The election also saw the mass disenfranchisement of Myanmar’s Muslim Rohingya ethnic minority. A brutal 2017 counterinsurgency campaign by Myanmar’s army drove more than 700,000 Rohingya to flee across the border to Bangladesh, a campaign that has drawn accusations of genocide. Neither those refugees, nor Rohingya remaining in internal displacement camps in Rakhine State, have been able to vote.
In Burman majority regions, Aung San Suu Kyi’s staunch defense of Myanmar against international charges of genocide has only burnished her goddess-like status, betraying the close overlap between the adoration of “Mother Suu,” as she is often termed by her supporters, and Burman ethnonationalism.
As Ben Dunant pointed out last week in his detailed preview of the election, the result is likely to present a puzzle: which is that by a crude measure, this week’s election will likely end up genuinely reflecting the sentiments of a majority of the country’s population. The coming of relatively free elections to Myanmar was something of a miracle after half a century of military dictatorship. But many Western observers have held naïve assumptions about how democracy would play out in a society “where the basic terms of national identity and power-sharing between a Bamar [Burman] center and an ethnic minority periphery remain unsettled.”

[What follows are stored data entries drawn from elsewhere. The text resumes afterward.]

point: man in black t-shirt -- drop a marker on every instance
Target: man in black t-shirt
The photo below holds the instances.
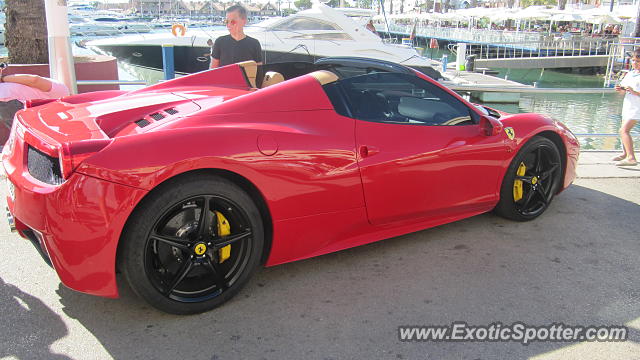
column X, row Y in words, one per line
column 236, row 46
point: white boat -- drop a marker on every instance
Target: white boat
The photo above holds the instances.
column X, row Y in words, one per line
column 305, row 36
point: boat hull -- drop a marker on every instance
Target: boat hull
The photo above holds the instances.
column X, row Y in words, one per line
column 191, row 59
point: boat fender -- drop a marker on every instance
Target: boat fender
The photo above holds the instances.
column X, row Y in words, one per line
column 175, row 28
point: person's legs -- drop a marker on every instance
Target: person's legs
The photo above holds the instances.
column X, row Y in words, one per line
column 627, row 142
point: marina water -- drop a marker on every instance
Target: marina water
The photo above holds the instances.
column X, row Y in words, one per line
column 583, row 113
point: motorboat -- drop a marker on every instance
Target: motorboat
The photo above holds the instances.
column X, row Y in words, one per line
column 308, row 35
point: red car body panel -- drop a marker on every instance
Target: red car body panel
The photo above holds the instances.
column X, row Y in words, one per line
column 329, row 182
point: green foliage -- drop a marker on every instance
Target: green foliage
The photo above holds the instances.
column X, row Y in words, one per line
column 364, row 4
column 303, row 4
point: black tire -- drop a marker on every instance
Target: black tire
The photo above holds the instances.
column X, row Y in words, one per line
column 175, row 263
column 539, row 183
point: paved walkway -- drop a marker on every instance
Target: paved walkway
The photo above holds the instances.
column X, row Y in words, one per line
column 597, row 164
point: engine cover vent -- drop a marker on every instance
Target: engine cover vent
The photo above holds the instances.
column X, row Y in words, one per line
column 157, row 116
column 142, row 122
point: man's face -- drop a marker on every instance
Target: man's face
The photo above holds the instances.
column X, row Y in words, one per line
column 234, row 21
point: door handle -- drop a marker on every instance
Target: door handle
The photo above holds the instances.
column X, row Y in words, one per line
column 367, row 151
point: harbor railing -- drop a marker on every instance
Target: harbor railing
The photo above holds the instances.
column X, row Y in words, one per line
column 497, row 44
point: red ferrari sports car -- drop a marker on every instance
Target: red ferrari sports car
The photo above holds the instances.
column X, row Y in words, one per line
column 187, row 186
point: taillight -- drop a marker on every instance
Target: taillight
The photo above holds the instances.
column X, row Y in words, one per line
column 74, row 153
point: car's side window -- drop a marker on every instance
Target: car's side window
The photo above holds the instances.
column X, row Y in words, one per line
column 402, row 99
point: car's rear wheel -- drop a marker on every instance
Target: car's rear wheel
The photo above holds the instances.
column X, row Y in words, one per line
column 531, row 181
column 192, row 244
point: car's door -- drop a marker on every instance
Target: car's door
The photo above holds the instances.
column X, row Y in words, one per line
column 422, row 152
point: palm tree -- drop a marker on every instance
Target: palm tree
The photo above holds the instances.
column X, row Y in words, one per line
column 26, row 32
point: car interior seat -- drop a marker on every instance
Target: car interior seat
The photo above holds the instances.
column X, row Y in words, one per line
column 271, row 78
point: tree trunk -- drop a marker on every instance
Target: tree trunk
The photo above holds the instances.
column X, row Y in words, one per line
column 636, row 33
column 26, row 32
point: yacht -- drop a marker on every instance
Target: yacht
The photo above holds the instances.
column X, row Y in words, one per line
column 308, row 35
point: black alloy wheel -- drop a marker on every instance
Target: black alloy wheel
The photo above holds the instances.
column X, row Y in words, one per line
column 531, row 181
column 192, row 245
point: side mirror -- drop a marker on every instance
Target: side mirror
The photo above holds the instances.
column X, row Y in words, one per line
column 490, row 126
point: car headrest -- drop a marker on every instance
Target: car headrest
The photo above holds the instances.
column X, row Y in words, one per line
column 324, row 76
column 250, row 69
column 271, row 78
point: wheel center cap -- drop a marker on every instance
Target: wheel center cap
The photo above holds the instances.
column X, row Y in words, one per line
column 200, row 249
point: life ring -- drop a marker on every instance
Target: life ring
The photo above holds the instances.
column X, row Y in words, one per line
column 178, row 27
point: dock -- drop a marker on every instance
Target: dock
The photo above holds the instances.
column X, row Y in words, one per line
column 455, row 78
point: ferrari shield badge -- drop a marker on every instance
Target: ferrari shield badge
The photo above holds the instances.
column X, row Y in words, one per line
column 510, row 133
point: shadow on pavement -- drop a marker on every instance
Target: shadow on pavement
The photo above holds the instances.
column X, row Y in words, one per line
column 577, row 264
column 28, row 327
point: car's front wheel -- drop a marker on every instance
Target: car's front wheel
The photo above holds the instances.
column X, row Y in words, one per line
column 192, row 244
column 531, row 181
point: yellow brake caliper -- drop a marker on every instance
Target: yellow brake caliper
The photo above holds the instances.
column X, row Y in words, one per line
column 517, row 184
column 224, row 229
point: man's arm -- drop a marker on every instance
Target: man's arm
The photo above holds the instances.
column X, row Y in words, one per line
column 215, row 54
column 258, row 57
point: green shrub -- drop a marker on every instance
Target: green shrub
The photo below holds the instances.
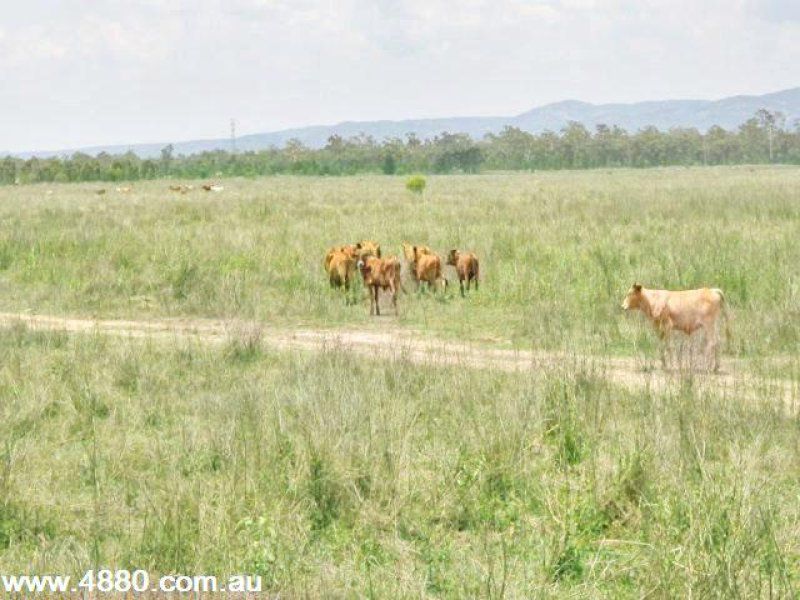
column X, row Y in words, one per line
column 416, row 184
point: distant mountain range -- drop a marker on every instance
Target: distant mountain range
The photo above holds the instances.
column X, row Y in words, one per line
column 701, row 114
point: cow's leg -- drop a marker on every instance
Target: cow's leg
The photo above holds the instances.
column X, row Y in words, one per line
column 712, row 351
column 663, row 334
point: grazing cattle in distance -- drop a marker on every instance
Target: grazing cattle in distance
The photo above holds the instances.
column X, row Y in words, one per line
column 408, row 254
column 341, row 268
column 428, row 268
column 686, row 311
column 408, row 251
column 368, row 248
column 466, row 264
column 349, row 249
column 380, row 274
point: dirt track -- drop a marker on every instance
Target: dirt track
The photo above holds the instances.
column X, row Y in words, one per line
column 396, row 343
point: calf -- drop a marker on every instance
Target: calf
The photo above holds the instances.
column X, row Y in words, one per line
column 408, row 254
column 368, row 248
column 685, row 311
column 348, row 249
column 341, row 268
column 380, row 274
column 428, row 268
column 466, row 264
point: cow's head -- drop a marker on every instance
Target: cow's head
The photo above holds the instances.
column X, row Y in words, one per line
column 633, row 298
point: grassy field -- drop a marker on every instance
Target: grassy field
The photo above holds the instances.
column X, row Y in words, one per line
column 558, row 250
column 334, row 474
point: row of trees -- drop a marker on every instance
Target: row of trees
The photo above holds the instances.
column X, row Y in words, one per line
column 763, row 139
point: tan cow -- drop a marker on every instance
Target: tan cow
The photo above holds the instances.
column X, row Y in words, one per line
column 686, row 311
column 466, row 264
column 380, row 274
column 341, row 269
column 427, row 268
column 368, row 248
column 349, row 249
column 408, row 251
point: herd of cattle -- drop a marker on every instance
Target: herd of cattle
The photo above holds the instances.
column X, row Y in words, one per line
column 687, row 311
column 379, row 273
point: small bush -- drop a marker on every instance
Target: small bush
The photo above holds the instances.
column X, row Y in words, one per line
column 416, row 184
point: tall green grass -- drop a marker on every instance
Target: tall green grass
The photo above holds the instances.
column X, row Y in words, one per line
column 335, row 475
column 558, row 250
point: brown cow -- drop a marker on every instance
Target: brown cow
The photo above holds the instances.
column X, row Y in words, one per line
column 466, row 264
column 685, row 311
column 408, row 251
column 380, row 274
column 427, row 267
column 408, row 254
column 368, row 248
column 341, row 268
column 349, row 249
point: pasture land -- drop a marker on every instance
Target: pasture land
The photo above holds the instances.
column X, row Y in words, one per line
column 558, row 251
column 195, row 438
column 332, row 474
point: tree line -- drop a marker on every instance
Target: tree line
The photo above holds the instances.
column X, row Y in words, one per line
column 763, row 139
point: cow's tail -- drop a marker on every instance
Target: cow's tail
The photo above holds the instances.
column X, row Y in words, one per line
column 726, row 313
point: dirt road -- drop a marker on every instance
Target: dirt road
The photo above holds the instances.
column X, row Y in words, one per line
column 735, row 380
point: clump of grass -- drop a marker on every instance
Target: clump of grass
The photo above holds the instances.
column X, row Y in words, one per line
column 416, row 184
column 331, row 472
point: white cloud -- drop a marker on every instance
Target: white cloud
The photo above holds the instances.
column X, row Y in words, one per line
column 160, row 70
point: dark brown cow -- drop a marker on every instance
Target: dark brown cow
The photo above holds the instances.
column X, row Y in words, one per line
column 427, row 268
column 466, row 264
column 380, row 274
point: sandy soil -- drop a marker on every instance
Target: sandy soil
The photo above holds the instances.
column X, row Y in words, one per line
column 393, row 343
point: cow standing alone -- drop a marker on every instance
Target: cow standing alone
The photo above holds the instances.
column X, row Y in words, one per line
column 466, row 264
column 686, row 311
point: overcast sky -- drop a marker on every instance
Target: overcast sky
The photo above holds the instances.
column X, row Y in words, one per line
column 81, row 72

One could conceivably extend this critique to the exalted position in which elections are placed by foreign governments and international development agencies more generally. All too often, they are presented implicitly as a universal salve, rather than a contingent process that tends to reflect the underlying political and social conditions of the country in which they take place.
One effect, perhaps an indirect one, has been to sideline any substantial discussion of economic policy. In a recent article, the scholar Gerard McCarthy noted the curious absence of economic justice from the NLD’s platform, in place of neoliberal nostrums and individualistic appeals for moral discipline and renewal. A robust economic agenda based on collective, class-based interests might have offered a basis for the bridging of ethnic and religious divides. Without it, economic hardship and inequality will continue to make the population receptive to racial and sectarian appeals.
Rather than overcoming Myanmar’s racial and religious identity, then, competitive elections have amplified and channeled them. This weekend’s red wave is a ringing reminder that while fair and well administered elections are a necessary precondition for popular sovereignty – “the inescapable sine qua non” of democracy, as the political scientist Samuel P. Huntington once termed them – they are not always sufficient. Myanmar has come a long way in the past 10 years. But it still has a long way to go.